Ash 85 Caustic Magnesite Powder 10 Modifying additives 0.1 Natural Shungite Mineral 0.1 Building sand rest

This composition is the most economical, has a minimum strength (1-2 MPa), but allows you to make large blocks and prevent dusting of ash during disposal at the landfill.

Example 2

A mixture is made up of the following components, wt.%:

Ash fifty Caustic Magnesite Powder twenty Natural Shungite Mineral 10 Modifying additives 0.5 Building sand rest

This composition has a maximum strength (18-22 MPa) and meets sanitary rules and standards for use in construction without restriction on the radiation factor. The mixture is well molded and suitable for the manufacture of, for example, wall blocks for internal partitions.

Example 3

A mixture is made up of the following components, wt.%:

Ash 65 Caustic Magnesite Powder 25 Natural Shungite Mineral 8.0 Modifying additives 1,0 Building sand rest

This composition has a strength (15-20 MPa), sufficient for the manufacture of screeds for laying floor coverings, binds the maximum amount of ash and complies with sanitary rules and standards for use in construction without restrictions on the radiation factor. When compiling this mixture, dosimetric monitoring of the ash of each batch should be carried out.

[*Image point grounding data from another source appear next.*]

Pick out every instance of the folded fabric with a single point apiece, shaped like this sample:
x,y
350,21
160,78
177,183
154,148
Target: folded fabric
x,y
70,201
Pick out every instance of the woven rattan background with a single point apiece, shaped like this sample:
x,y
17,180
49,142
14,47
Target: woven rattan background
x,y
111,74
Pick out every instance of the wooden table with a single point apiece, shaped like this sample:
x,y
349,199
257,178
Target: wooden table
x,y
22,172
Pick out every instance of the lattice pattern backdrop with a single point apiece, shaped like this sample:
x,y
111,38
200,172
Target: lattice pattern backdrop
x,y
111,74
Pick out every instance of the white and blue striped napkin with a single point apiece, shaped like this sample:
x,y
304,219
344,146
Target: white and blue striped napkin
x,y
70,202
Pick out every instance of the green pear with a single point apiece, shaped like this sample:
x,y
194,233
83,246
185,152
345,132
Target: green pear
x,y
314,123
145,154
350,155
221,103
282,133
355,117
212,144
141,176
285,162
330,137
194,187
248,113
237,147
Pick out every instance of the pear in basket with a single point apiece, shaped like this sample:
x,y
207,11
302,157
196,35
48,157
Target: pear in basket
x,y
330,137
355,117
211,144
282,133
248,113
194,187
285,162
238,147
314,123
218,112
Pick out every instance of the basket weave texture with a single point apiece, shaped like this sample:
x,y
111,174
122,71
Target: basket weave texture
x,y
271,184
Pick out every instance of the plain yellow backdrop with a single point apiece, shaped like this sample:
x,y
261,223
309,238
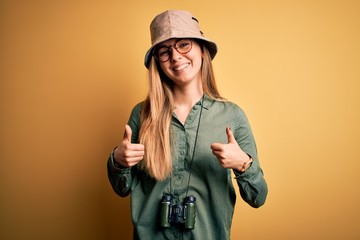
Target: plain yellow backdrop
x,y
70,72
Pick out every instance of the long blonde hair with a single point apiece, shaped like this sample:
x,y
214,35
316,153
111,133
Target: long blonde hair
x,y
156,115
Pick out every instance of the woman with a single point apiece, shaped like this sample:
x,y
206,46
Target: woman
x,y
182,142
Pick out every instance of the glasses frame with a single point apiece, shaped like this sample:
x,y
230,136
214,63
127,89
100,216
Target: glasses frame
x,y
155,53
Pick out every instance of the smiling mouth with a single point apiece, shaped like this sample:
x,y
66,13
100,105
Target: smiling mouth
x,y
181,67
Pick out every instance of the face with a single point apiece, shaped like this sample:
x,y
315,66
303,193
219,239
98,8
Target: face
x,y
184,61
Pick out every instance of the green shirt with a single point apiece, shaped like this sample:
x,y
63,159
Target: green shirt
x,y
210,183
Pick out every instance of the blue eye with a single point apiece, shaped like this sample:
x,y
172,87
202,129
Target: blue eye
x,y
163,52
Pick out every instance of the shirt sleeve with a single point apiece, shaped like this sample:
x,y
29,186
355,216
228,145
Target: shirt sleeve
x,y
252,185
121,179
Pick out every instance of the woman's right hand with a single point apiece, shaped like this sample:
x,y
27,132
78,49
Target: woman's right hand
x,y
128,154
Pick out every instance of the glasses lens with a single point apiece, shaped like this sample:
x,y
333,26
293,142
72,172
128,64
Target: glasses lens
x,y
163,54
183,46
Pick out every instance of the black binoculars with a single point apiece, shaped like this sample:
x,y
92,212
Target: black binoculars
x,y
179,213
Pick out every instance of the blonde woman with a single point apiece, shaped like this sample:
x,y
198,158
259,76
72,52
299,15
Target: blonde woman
x,y
182,142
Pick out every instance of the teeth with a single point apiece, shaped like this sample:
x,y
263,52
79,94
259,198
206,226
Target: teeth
x,y
181,67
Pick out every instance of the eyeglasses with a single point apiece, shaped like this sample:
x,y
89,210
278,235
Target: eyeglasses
x,y
182,46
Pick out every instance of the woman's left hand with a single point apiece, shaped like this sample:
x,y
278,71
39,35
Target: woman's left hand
x,y
230,155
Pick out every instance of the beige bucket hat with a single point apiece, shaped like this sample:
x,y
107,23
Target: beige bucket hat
x,y
176,24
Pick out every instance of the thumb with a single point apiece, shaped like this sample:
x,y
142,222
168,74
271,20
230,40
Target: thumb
x,y
128,133
231,138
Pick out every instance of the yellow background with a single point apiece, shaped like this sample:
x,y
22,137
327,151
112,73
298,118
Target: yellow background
x,y
72,70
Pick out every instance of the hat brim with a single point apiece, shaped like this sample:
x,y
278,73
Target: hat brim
x,y
211,46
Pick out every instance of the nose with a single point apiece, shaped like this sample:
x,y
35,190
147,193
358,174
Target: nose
x,y
175,55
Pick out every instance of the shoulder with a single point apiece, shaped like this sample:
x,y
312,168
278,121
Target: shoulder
x,y
226,105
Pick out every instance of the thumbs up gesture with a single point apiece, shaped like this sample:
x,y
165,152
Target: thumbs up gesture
x,y
128,154
230,155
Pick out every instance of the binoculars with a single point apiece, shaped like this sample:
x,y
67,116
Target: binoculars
x,y
178,214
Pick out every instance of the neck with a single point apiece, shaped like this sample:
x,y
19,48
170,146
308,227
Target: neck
x,y
188,95
187,98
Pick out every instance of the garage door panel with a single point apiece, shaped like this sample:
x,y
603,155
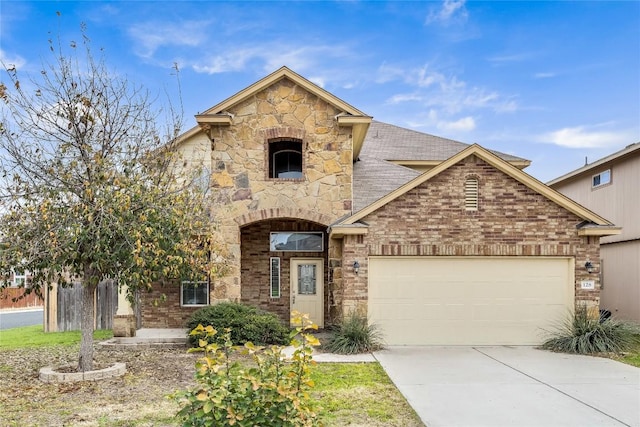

After dosing, the components in dry form are mixed in a mixer and packaged in paper bags with a capacity of 20-25 kg. The finished mixture is already at a construction site mixed with saline bischofite with a density of 1.2 kg / l.

The composition of the dry construction mixture may include barite concentrate or screening of granite crushed stone (dolomite, marble, etc.) as an addition or replacement of part of the ash.

Thus, in the present invention, the problem of creating dry building mixtures that bind and neutralize harmful waste and have optimal construction characteristics is solved. At the same time, the problem of waste disposal is being solved. The above characteristics include: high strength, fast hardening rate, lack of pores, crack resistance, good adhesion to concrete substrates, incombustibility, and the absence of harmful emissions into indoor air and water. The mixture is laid on a concrete base, leveled and smoothed to the end of hardening. In 7-10 days after laying, the flooring of the final floors (linoleum, parquet, laminate, tile, etc.) is made or coated with a polymer composition.

The table shows the average results of strength tests of the proposed mixture ZMSh for various ratios of binder / ash after 28 days.

Table №№ The ratio of the main components of the binder / ash Compression / bending strength, after 28 days, MPa one 1/2 25/8 2 1/3 15/5 3 1/4 10/3 four 1/5 5/1 5 1/10 one/-

As can be seen from the table, compounds No. 1, 2 are suitable for construction purposes, and No. 3-5 for binding ash before disposal.

An undeniable advantage over conventional building materials on Portland cement is the conversion of hazardous waste into an environmentally friendly building material.

Claims (6)

1. A dry building mixture containing ash and building sand, characterized in that it additionally contains caustic magnesite powder, a natural mineral of schungite III variety and a modifying additive in the following ratio of components, wt.%:
ash 50-85 caustic magnesite powder 10-30 natural mineral shungite 0,1-10 modifying additive 0.1-1.5 building sand rest 2. The dry building mixture according to claim 1, characterized in that it uses ash from the burning of wastewater treatment waste. 3. The dry building mixture according to claim 1, characterized in that it uses the ash of thermal power plants. 4. The dry building mixture according to claim 1, characterized in that metallurgical slag is used as ash. 5. The dry building mix according to claim 1, characterized in that the barite concentrate is used as a filler. 6. The dry building mix according to claim 1, characterized in that the granite screening (dolomite, marble, etc.) is used as a filler.